The South Asian island nation's central bank chief warned Wednesday that the economy will "collapse beyond redemption" unless a new government was urgently appointed.

Wickremesinghe, 73, is seen as a pro-West free-market reformist, potentially making bailout negotiations with the International Monetary Fund and others smoother.

The main opposition SJB party was initially invited to lead a new government, but its leader Sajith Premadasa insisted that the president should first step down.

In recent days the party has split, with a dozen MPs from the SJB now pledging support to Wickremesinghe.

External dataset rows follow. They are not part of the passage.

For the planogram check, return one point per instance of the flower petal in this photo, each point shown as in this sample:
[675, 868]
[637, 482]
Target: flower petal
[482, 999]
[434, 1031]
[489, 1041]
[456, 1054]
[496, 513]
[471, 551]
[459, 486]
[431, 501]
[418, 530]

With many from Rajapaksa's party having defected in recent months, no group in the 225-member assembly has an absolute majority, making parliamentary approval of the unity government's legislation potentially tricky.

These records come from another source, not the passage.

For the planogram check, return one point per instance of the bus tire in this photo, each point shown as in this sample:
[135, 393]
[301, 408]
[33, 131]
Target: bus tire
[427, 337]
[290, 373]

Rajapaksa was set to meet with party leaders on Thursday as more names have been suggested for the post of prime minister, an official close to the negotiations told AFP.

But Wickremesinghe has already been working closely with Rajapaksa to shake up the finance ministry and the central bank to make sweeping fiscal and monetary policy changes, the source said.

'We can't wait' 

The central bank almost doubled key interest rates and announced a default on Sri Lanka's $51-billion external debt as part of the policy shift, officials said.

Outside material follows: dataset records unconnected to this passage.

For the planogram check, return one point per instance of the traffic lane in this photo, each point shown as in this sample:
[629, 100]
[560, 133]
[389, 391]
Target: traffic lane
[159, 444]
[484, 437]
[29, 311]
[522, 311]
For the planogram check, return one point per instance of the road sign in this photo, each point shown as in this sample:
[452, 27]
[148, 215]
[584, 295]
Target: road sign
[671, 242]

Front-line opposition legislator Harin Fernando from the SJB said he decided to remain neutral because the party's leader refused to form a government as long as Rajapaksa remained president.

"We can't be imposing conditions that cannot be fully met. First, we must address the economic crisis. We need at least $85 million a week to finance essential imports. We must collectively find a way to raise this money urgently," Fernando said.

He said he expected a unity government to be formed on either Thursday or Friday. "We can't wait any longer," he added.